Autre chose qui attire l’œil : le décor. Je suis comme une gamine le soir de Noël, je ne sais plus où donner de la tête. Pour augmenter les possibilités de mise en scène, le décor principal, construit dans les studios lillois, est quasiment d’un seul bloc, sur deux niveaux. Et surtout, il y a des boutons, manettes, leviers, ressorts, tuyaux dans tous les coins... On n’a qu’une envie : jouer avec ! Mais pas touche ! Le vaisseau est solide, mais je n’ai pas envie de me faire virer du plateau avant d’avoir rencontré le reste de l’équipe et notamment le créateur/scénariste/réalisateur/comédien de la série...*Bip-bip bip-bip bip-bip*...
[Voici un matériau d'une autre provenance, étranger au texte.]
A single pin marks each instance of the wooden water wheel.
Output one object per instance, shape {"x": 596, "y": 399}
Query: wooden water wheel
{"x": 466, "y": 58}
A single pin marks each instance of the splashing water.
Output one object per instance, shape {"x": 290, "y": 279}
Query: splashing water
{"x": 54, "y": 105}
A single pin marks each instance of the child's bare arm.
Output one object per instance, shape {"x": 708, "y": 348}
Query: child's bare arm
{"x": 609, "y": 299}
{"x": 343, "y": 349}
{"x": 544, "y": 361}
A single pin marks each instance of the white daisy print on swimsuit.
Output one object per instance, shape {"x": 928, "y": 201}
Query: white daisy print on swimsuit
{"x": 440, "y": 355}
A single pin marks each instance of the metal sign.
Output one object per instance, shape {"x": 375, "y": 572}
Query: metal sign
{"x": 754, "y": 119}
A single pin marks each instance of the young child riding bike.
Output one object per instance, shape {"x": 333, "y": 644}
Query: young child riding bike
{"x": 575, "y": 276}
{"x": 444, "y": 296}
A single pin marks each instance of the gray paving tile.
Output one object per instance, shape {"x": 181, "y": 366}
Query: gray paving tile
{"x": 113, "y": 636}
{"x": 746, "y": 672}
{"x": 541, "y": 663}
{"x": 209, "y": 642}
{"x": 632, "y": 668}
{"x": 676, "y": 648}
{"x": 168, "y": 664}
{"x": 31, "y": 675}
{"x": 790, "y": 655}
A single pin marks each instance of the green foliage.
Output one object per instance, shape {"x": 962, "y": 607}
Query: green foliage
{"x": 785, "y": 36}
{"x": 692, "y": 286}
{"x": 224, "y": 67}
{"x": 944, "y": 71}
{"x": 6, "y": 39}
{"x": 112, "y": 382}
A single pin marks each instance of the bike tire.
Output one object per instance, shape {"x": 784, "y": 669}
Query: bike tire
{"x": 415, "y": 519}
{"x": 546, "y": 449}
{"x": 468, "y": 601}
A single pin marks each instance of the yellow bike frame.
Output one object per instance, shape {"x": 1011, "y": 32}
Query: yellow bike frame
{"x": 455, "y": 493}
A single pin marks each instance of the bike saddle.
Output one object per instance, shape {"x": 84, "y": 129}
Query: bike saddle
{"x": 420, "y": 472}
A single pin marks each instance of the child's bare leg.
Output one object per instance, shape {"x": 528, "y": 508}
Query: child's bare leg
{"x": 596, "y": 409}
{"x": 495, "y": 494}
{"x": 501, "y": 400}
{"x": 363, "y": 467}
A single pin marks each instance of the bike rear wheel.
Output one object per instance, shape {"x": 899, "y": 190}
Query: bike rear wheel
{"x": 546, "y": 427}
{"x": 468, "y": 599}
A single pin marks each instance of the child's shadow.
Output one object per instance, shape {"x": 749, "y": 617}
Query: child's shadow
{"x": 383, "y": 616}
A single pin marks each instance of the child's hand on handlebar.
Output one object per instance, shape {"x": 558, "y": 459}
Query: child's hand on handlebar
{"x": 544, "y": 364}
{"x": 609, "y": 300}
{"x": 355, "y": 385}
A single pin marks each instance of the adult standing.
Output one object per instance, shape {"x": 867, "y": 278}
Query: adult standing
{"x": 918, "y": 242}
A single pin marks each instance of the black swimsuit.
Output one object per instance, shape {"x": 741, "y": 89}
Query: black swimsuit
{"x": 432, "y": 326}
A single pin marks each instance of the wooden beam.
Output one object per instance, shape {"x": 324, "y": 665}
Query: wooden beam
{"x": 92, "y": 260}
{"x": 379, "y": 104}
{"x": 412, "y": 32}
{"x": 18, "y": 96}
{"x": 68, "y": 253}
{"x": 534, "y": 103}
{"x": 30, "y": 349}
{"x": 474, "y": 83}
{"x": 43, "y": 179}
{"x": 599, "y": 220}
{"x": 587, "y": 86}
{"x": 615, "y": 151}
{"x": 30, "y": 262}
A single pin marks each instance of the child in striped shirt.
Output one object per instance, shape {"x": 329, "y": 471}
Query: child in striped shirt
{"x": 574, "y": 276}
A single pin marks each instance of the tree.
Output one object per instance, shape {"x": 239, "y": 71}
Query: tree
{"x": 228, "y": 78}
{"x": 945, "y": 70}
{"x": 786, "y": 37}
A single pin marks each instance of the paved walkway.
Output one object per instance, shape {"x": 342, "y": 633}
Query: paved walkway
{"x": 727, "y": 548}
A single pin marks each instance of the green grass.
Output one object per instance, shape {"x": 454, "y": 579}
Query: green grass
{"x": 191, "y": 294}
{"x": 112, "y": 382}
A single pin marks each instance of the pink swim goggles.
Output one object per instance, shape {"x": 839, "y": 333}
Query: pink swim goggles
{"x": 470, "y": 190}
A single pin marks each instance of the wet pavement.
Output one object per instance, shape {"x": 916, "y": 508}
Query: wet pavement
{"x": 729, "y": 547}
Un oeil ouvert, puis l’autre. Soupir. Il est l’heure de se réveiller... Et oui, ce n’était qu’un rêve ! Nous sommes en France, en 2010. Et en France, en 2010... on ne fait pas de science-fiction. Qui dit “séries de science-fiction” dit séries américaines, canadiennes ou anglaises. Idem pour les “séries fantastiques”, les aspects surnaturels se bornent le plus souvent en France aux mythes anciens ou à des expériences aux portes de la mort. Alors pourquoi n’a-t-on pas d’aliens, de vampires ou autres créatures made in France ? Le public existe, sinon les chaînes n’iraient pas acheter ces fictions à l’étranger. D’où vient cette frilosité au niveau des producteurs et des diffuseurs ? Ces dernières années, seul le web est venu au secours des accros au genre. Quelques web-séries émergent, on peut citer « The Coat » ou « Le Visiteur du Futur ». Mais aucune chaîne ne s’y risque réellement. A part dans « Hero Corp », vous connaissez beaucoup de séries françaises dont les personnages ont des pouvoirs ? Non ! « Joséphine, ange-gardien » ne compte pas ! Je veux bien convenir que nous n’avons pas les moyens financiers de nos amis d’outre-atlantique. Ok, nos effets spéciaux seront sûrement moins impressionnants, mais nos histoires peuvent, je suis sûre, être aussi riches !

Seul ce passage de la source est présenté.